Out of the corner of her gaze, she watched that muscle twitch along his jaw again, but the blasted man plodded forward stubbornly. “I apologize,” he repeated. “It won’t happen again.”
“Good. Then let’s get back to business.”
“I just don’t want what happened here to affect our working relationship.”
“We don’t have a working relationship, Matt. Not really. We’re running a school carnival together, but that will be over in a few months. Then we can go back to ignoring each other.”
“I’d like us to. Have a working relationship, I mean. And not just with the stupid Valentine’s carnival, either.” He paused. “The thing is, I was impressed by what you did for Mystic. Hell, who wouldn’t have been impressed? It was amazing.”
Okay, she could forgive him for calling their kiss crazy, she decided, as warmth rushed through her at the praise.
He rubbed a hand along Mystic’s withers, avoiding her gaze. “If you’re interested, I’d like to contract with you to treat the rest of my horses.”
She stared at him, stunned by the offer. “All of them?”
“Yeah. We generally have anywhere from twenty to thirty, depending on the time of the year. The ranch hands usually have at least a couple each in their remudas, and I usually pay for their care, too.”
She was flabbergasted and couldn’t seem to think straight. How could the man kiss her one minute, then calmly talk business the next while her hormones still lurched and bucked? It wasn’t fair. She could barely keep a thought in her head, even ten minutes later. How was she supposed to have a coherent conversation about this?

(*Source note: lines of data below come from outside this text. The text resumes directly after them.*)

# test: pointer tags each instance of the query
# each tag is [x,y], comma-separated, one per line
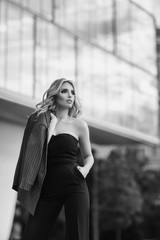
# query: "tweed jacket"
[32,162]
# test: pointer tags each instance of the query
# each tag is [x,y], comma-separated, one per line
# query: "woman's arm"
[85,146]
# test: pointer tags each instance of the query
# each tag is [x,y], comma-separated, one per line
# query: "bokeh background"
[111,50]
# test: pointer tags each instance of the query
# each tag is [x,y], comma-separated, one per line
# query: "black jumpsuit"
[63,185]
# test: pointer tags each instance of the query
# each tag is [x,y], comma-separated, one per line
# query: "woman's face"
[66,96]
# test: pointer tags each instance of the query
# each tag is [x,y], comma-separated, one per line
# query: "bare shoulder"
[80,125]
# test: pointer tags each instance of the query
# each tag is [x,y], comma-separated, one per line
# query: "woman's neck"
[62,115]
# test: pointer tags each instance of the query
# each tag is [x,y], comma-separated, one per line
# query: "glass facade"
[106,47]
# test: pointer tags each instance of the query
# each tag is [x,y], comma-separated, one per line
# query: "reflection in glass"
[55,56]
[3,30]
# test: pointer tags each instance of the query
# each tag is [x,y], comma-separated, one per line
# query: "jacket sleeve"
[20,162]
[33,156]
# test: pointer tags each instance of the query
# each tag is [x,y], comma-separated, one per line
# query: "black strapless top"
[62,148]
[62,175]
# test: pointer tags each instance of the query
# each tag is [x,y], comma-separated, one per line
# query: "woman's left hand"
[83,171]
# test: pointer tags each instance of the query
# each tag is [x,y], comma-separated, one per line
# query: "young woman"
[48,175]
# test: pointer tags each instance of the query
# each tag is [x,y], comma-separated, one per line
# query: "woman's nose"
[69,94]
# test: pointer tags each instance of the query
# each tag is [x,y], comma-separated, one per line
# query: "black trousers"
[76,207]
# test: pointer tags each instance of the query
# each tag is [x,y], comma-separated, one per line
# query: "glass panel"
[55,56]
[13,51]
[3,29]
[147,4]
[146,101]
[143,42]
[123,22]
[46,8]
[89,19]
[116,92]
[84,81]
[102,21]
[26,54]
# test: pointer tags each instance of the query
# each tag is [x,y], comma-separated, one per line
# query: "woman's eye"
[64,91]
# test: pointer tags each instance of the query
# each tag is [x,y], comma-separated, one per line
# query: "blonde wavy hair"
[49,101]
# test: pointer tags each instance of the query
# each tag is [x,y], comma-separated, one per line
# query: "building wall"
[107,47]
[11,136]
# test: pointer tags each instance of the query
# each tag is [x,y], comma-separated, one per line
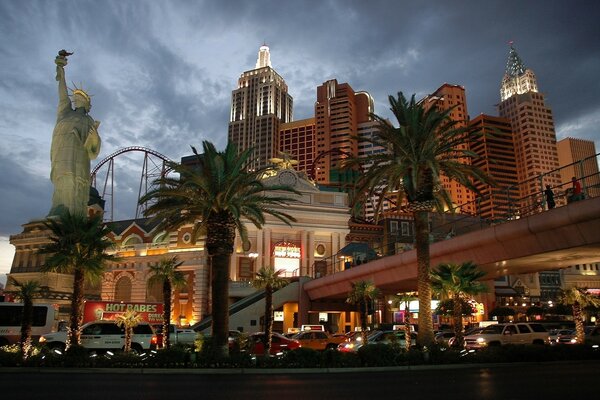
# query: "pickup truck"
[177,335]
[318,340]
[502,334]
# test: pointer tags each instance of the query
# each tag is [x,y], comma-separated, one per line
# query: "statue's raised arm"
[75,141]
[64,102]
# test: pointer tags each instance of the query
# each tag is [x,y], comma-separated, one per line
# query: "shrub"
[377,355]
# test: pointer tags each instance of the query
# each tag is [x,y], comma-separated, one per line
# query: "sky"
[161,72]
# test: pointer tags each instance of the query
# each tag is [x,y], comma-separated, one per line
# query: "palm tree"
[269,280]
[457,282]
[26,291]
[426,145]
[578,299]
[214,196]
[165,272]
[404,299]
[129,320]
[78,246]
[362,294]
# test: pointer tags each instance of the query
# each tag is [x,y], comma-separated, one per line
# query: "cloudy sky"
[162,72]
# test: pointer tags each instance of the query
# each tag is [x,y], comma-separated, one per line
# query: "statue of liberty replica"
[75,141]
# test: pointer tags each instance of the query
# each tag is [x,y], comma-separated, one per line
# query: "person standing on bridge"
[549,197]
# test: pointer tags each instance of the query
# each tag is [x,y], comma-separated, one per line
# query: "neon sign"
[286,250]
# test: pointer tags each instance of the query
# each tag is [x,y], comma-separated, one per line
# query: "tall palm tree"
[26,291]
[457,282]
[578,299]
[129,320]
[404,299]
[78,246]
[269,280]
[214,196]
[165,272]
[362,294]
[426,145]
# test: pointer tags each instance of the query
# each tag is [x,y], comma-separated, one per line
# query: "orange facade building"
[496,157]
[444,98]
[338,111]
[533,127]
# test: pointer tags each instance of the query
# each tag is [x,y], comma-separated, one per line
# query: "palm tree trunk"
[457,316]
[425,337]
[167,313]
[26,327]
[76,308]
[363,319]
[268,318]
[220,302]
[407,335]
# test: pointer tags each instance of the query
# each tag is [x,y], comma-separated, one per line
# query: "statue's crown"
[79,90]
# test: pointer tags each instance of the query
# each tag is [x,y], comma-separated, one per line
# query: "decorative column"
[304,251]
[266,252]
[311,253]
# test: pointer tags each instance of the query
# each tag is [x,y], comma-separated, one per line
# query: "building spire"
[514,65]
[264,57]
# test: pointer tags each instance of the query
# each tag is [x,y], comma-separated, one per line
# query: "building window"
[405,228]
[123,289]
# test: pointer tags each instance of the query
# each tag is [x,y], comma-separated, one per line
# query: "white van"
[11,315]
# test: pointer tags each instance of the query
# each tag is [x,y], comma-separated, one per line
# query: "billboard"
[107,310]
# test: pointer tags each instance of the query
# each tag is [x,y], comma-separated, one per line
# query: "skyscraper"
[496,157]
[258,106]
[338,111]
[533,128]
[444,98]
[297,139]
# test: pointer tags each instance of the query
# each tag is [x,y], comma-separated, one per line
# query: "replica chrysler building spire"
[264,57]
[517,79]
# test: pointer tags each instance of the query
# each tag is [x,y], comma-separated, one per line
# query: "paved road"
[507,382]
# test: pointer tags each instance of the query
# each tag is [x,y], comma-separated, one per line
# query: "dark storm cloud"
[162,72]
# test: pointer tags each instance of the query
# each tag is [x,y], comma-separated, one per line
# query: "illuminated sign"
[107,310]
[286,250]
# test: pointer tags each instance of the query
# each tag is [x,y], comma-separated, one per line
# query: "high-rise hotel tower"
[258,106]
[533,127]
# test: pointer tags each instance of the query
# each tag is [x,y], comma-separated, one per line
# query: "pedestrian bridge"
[550,240]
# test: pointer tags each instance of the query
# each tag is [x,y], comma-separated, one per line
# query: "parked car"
[279,343]
[318,340]
[502,334]
[443,337]
[385,337]
[184,336]
[471,331]
[592,336]
[105,335]
[556,334]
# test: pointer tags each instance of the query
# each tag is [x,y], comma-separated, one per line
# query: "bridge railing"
[507,205]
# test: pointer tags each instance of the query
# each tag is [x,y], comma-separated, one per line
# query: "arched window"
[123,289]
[132,239]
[154,292]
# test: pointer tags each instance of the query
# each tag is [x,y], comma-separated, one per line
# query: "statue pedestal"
[57,288]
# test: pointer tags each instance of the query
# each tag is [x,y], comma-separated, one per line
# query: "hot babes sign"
[97,310]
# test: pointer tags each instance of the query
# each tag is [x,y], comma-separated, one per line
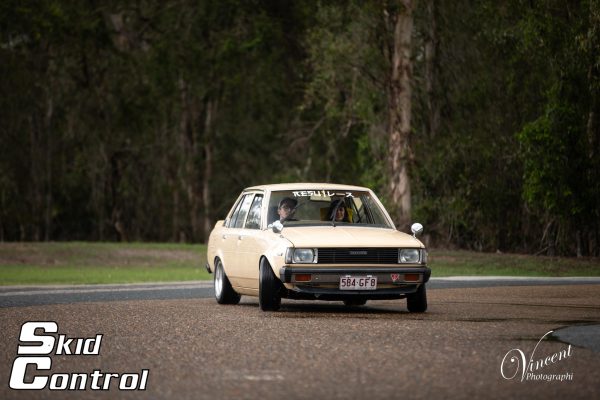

“What about Steve?” she finally asked.
“Nichols is a competent vet.” He paused, as if trying to figure out just the right words. “He’s competent, but not passionate. Not like Ben. Or like you.
“Don’t get me wrong,” he added. “Steve does a good job with the cattle. But to be honest, I’m looking for a little more when it comes to my horses. I can’t expect somebody to spend thirty thousand and up for a competition-quality cutter that’s not completely healthy.”
He smiled suddenly, and she felt as if she’d just been thrown off one of those champion cutters of his. “I’d like to have a veterinarian on staff who’s not content with only one tool in her toolbox. What do you think?”
She blew out a breath, trying to process the twists and turns the day had taken. The chance to be the Diamond Harte’s veterinarian was an opportunity she’d never even dared dream about. She couldn’t pass it up, even if it meant working even more closely with Matt.
“Only your horses?” she asked warily. “Not the cattle?”
He shrugged. “Like I said, Steve seems to be handling that end of things all right.”
Steve. She gave an inward wince. What would he think when she took the lucrative Diamond Harte contract from him? It would probably sting his pride, at the very least.
On the other hand, he had no qualms about doing the same thing to her countless times since she arrived in Star Valley. If she was going to run her own practice, she needed to start thinking like a businesswoman. They were friends but they were also competitors.
“Do we have a deal?” Matt asked.
How could she pass it up? This is what she wanted to do, why she’d traveled fifteen hundred miles and uprooted her daughter and risked everything she had. For chances like this. She nodded. “Sure. Sounds great. When do you want me to start?”
“Maybe you could come out sometime after the holiday weekend and get acquainted with the herd and their medical histories.”
“Okay. Monday would work for me.”
“We can work out the details then.” He paused for a moment, then cleared his throat. “And, uh, if you’re at all concerned about what happened here today, I swear it won’t happen again. I was completely out of line—a line I won’t be crossing again. You have my word on that.”
She nodded and turned to Mystic, not wanting to dwell on all the reasons his declaration made her feel this pang of loss in her stomach.